December 8, 2013

The Human Monopoly On Conversation Is Over

Each of us knows many languages. We use body-language; we make structured sounds with our vocal chords; we read and write mathematical symbols. We also read and write symbols taken from something called an alphabet. We form these symbols into collections called words, that define parts of the human experience of reality. These foundational parts, or concepts, can be combined according to certain rules that allow us to build composite concepts - ideas made out of other ideas.

A language is a tool for making ideas concrete, for storage and for transmission.

Let’s imagine for a minute that we can see the ideas held inside people’s minds. In the diagram above, we see that Alice is bored. This unarticulated feeling is represented by bored(me). She chooses to communicate this idea to Bob using the following string of informational symbols:

“omg im sooo bored”

It gets the message across. We can see that because in Bob’s mind we see the idea bored(alice) appear.

Is this exactly equivalent to the idea stored in Alice’s mind?
The only difference between the two ideas is the me in Alice’s mind substituted for Alice in Bob’s. For Alice, me stands for Alice, so it does seem that she managed to transmit information to Bob with no loss of meaning.

But what if bored means something else to Alice than it does to Bob? Maybe Alice has a far lower boredom-threshold than Bob. She just gets bored more easily than Bob does. If Bob doesn’t know this, the idea in his mind means something different to what Alice was trying to tell him. The idea in Bob’s mind means that Alice is bored by Bob’s definition of boredom.

We can see the effects of this kind of mismatch far more clearly in the next example:

Alice thinks that Bob is cute and wants to get to know him better over coffee. In her mind, having a coffee with Bob is sort of a date. In Bob’s mind, having a coffee with Alice is something they would do as friends.

This coffee will obviously get a little awkward. This awkwardness is entirely caused by the difference in their mental models: though they agree on the practicalities of having coffee together, they differ on what that coffee entails.

We have two characters whose inner desires have been revealed to us, in conflict because they don’t fully articulate how they feel. This is a familiar situation. Most of us rarely articulate what we really feel. In reality this is frustrating, because we are always in the dark, only having insight into our own minds. In novels and films the narrator reveals the inner thoughts of all the characters, so we can watch the conflict unfold fully aware of all the forces involved.

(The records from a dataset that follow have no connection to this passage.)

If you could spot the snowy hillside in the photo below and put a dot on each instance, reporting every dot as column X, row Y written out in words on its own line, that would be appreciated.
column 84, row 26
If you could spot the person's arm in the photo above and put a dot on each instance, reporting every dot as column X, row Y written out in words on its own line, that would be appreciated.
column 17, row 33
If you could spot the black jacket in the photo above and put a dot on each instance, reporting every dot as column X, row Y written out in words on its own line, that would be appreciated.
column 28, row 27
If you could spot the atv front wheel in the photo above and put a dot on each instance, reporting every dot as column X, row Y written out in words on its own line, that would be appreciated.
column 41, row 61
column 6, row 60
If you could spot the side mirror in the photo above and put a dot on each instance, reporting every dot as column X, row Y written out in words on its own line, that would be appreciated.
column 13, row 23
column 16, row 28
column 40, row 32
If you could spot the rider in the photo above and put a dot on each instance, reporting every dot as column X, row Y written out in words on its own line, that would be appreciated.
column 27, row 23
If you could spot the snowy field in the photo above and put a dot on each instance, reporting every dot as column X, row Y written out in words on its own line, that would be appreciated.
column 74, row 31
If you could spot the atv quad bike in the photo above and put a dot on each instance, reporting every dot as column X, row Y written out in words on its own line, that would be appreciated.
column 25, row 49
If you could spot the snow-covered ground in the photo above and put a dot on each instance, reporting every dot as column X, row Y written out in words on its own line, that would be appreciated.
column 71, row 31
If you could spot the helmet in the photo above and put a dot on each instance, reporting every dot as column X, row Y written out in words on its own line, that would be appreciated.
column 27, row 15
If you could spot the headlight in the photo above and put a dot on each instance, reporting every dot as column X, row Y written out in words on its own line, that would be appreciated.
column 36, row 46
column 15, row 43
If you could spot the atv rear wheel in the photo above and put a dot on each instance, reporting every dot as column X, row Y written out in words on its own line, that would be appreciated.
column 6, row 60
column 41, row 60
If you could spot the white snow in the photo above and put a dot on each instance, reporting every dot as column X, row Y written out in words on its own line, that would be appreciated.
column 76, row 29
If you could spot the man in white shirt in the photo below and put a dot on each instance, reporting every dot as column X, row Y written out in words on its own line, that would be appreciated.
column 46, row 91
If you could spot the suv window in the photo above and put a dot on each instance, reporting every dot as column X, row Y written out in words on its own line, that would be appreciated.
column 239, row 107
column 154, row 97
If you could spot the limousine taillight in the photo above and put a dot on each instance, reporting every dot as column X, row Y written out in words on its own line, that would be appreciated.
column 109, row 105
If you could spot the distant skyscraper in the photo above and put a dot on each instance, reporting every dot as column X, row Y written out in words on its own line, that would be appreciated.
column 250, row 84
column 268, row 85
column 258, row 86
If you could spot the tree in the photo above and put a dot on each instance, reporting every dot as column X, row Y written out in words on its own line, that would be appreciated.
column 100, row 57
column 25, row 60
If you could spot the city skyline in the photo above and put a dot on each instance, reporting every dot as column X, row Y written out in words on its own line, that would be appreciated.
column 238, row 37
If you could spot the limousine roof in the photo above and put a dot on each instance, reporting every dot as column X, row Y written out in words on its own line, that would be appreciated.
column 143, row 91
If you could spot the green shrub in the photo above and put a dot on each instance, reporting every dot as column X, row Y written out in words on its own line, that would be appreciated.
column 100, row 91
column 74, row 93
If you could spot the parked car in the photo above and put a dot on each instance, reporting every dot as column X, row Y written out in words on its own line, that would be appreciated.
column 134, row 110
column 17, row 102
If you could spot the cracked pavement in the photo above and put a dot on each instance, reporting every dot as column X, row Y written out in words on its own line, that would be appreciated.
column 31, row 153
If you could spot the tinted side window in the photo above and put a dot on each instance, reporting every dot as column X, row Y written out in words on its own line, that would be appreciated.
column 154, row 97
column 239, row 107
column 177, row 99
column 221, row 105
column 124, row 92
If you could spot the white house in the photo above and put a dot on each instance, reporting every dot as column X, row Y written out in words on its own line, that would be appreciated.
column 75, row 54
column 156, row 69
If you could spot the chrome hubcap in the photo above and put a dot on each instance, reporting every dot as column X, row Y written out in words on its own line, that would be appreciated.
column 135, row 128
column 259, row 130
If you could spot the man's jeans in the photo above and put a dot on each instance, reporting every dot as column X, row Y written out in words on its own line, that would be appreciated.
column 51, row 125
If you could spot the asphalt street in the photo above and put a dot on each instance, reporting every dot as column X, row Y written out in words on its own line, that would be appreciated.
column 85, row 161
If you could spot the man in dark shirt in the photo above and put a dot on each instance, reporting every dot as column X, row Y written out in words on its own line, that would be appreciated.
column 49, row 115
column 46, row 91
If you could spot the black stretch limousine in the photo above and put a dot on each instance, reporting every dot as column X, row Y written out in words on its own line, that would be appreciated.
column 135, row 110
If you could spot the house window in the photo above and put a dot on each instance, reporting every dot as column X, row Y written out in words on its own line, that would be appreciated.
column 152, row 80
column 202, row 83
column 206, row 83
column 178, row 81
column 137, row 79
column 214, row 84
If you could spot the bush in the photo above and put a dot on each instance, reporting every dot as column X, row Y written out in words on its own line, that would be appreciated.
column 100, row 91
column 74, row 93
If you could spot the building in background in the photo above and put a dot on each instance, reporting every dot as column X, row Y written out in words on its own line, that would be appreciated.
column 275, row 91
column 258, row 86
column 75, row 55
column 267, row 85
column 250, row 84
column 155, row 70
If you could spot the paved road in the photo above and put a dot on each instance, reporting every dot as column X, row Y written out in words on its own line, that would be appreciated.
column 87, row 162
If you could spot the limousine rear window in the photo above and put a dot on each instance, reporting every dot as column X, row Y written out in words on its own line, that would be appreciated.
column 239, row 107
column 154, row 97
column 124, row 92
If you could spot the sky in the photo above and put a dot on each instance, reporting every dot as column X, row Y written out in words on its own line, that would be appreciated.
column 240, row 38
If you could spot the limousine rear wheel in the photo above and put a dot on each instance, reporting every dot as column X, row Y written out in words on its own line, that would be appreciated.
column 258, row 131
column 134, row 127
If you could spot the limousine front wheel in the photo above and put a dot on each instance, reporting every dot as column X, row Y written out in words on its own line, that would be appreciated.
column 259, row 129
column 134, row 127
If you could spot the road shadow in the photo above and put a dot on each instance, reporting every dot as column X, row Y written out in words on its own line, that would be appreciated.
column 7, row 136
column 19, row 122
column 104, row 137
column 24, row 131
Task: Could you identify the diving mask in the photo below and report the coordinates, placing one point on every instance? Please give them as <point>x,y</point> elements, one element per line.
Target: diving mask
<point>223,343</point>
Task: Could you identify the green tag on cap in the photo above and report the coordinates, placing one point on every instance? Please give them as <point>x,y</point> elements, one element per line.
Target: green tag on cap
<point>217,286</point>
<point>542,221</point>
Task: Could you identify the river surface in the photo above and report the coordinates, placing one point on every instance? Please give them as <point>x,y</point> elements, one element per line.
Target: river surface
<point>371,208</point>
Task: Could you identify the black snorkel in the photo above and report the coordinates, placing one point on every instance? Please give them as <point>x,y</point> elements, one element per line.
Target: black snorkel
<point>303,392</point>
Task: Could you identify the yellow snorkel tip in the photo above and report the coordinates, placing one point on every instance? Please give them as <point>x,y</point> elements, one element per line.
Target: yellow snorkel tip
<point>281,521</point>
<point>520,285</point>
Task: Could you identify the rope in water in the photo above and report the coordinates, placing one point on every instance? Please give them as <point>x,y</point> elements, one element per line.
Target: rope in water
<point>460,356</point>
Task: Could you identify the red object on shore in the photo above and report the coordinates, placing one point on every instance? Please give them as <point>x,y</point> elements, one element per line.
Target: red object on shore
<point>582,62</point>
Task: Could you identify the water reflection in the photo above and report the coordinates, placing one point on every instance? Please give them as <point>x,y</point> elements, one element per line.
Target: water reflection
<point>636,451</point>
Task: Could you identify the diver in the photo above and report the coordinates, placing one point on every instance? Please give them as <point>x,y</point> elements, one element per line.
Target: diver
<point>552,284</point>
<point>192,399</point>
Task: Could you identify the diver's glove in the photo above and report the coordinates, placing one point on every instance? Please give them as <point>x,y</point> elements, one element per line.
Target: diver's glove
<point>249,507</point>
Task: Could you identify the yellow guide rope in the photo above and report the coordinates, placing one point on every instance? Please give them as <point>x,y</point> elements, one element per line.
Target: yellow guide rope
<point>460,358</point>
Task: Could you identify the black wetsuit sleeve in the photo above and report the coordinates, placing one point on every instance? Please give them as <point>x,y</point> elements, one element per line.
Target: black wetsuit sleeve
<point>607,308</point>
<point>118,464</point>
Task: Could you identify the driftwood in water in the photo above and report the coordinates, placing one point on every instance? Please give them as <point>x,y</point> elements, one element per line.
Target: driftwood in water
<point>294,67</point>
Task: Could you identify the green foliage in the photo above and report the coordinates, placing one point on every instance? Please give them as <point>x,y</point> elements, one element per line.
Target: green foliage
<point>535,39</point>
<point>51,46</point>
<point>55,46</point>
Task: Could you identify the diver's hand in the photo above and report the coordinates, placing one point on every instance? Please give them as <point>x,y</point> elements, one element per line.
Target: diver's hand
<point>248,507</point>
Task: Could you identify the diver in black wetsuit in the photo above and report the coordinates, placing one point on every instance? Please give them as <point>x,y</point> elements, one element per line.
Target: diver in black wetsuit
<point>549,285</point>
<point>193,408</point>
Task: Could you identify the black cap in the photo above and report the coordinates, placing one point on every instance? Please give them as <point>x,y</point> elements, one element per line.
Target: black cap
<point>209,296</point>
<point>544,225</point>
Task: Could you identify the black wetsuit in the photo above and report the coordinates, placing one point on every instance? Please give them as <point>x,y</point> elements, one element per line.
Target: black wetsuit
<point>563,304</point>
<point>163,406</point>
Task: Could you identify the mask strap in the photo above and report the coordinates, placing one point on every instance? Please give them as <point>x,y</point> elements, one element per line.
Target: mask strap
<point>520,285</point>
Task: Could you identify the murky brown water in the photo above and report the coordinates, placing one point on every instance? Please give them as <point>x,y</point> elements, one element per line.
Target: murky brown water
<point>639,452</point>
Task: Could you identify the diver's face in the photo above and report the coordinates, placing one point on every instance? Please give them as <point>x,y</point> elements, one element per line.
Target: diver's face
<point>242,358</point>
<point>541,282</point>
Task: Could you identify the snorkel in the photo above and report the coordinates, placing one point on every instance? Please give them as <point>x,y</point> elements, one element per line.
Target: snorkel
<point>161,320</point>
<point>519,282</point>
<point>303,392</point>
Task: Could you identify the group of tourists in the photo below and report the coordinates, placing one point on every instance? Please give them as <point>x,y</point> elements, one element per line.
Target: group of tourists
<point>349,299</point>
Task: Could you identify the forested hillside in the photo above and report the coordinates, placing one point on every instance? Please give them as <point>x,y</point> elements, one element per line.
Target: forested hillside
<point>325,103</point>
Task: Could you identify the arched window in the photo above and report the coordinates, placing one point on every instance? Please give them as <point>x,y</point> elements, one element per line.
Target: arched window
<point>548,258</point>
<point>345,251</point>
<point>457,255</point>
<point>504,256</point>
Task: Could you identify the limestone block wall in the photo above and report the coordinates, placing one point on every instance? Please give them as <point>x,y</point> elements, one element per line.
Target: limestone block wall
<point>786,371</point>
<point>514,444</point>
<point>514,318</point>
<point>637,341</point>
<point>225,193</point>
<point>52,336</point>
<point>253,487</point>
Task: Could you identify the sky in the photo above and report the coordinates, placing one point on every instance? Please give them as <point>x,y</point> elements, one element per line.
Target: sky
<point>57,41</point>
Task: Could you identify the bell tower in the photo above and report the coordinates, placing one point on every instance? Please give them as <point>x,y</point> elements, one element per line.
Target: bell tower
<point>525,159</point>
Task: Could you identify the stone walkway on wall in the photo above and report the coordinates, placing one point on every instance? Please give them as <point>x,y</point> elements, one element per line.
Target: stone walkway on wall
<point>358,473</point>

Luckily for us, even though our mental models might never align perfectly with anyone else’s, they tend to mostly overlap. Alice and Bob will go to a cafe, order something to drink and spend a while in each other’s company, because this is what was understood by both parties as the meaning of “grabbing a coffee”. Conveying so much information in such a small phrase is impressive. What might be more impressive is how much was left unsaid.

What happens when we try to converse with something that has a radically different experience of reality to us? Are we less able to leave things unsaid?

The range of things we can talk about with a dog is incredibly limited. We might be able to get a dog to recognise the word “treat” or “walkies”, but we’ll never be able to make a dog understand the phrase “favourite colour”. It’s too complex - the idea is made up of too many components.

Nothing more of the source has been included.